Hurricane Sandy made landfall as a post-tropical storm in NJ on October 29, 2012, bringing a large and damaging surge to the coasts of NJ, NY, CT, and other states. Hurricane Sandy began as a typical late season hurricane in the Western Caribbean. It made landfall on Jamaica as a category 1 hurricane and on Cuba as a category 3 hurricane. After passing over Cuba it lost some strength as it passed over the Bahamas. Sandy moved up the East Coast of the U.S. as a large category 1 hurricane. Sandy took an unusual westward track into NJ as it approached New England. Just before landfall, Sandy completed transition to a post-triopical cyclone.
Estimates of the damage from Hurricane Sandy are around 50-70 billion dollars, second only to Hurricane Katrina in 2005. Sandy caused 147 deaths, 72 of those in the U.S. The storm damaged or destroyed at least 650,000 homes and caused power outages for approximately 8.5 million customers from Maryland to Massachusetts. Sandy also generated blizzard conditions in parts of North Carolina and West Virginia with snowfall totals as high as 3 feet.

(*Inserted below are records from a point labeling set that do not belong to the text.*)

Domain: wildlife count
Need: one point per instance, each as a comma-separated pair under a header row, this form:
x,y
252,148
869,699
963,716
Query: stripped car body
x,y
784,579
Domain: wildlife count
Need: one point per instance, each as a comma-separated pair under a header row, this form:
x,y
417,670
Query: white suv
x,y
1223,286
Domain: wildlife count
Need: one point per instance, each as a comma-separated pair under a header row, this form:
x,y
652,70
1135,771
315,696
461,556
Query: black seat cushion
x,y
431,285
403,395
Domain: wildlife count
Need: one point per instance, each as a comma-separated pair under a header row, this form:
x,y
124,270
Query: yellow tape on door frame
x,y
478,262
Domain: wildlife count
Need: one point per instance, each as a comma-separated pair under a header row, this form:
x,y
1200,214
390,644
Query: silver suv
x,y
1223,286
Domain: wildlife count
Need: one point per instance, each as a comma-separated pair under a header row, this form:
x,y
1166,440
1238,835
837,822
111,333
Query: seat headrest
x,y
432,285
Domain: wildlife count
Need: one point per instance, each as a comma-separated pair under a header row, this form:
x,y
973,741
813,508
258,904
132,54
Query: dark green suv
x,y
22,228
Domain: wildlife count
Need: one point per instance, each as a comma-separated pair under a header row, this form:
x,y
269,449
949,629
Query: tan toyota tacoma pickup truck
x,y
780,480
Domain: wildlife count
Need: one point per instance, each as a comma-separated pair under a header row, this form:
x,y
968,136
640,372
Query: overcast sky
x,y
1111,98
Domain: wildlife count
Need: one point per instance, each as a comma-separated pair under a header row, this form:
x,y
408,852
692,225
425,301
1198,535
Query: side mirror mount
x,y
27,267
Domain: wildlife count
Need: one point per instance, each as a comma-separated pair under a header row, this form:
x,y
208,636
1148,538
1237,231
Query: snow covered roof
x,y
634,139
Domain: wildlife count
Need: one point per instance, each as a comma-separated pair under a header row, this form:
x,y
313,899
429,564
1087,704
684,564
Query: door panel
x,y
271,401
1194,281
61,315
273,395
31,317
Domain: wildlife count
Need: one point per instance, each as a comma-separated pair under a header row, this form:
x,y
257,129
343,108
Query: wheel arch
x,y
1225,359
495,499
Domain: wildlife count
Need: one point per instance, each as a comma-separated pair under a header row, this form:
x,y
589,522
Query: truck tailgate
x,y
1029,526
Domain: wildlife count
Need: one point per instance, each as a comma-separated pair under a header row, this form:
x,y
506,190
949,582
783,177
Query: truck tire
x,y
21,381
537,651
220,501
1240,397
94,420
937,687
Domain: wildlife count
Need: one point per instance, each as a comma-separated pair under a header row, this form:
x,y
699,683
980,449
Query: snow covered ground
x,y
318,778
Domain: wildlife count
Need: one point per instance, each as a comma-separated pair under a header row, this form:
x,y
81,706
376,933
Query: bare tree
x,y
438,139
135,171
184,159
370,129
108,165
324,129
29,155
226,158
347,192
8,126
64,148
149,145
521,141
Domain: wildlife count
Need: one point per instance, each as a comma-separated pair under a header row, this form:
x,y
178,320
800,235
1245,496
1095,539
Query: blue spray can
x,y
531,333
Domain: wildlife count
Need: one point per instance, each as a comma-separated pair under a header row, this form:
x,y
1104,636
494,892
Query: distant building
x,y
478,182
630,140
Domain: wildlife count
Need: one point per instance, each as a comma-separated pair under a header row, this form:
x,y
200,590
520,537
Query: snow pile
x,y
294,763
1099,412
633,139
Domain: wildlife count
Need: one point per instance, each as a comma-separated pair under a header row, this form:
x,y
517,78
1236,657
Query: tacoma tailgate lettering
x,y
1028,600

During the forecasting of Sandy, the decision was made not to post hurricane warnings/watches for the coast north of Cape Hatteras. This was done because Sandy was forecast to become a post-tropical storm, potentially well before coming ashore, and it was thought that changing the watches and warnings would be confusing. In the end, there was some confusion around the watch/warning decision. As a result, the National Weather Service has made changes to the forecast procedures and will roll-out changes to forecast products over the next few years. One big change is the storm surge product that is separate from the hurricane watch/warning.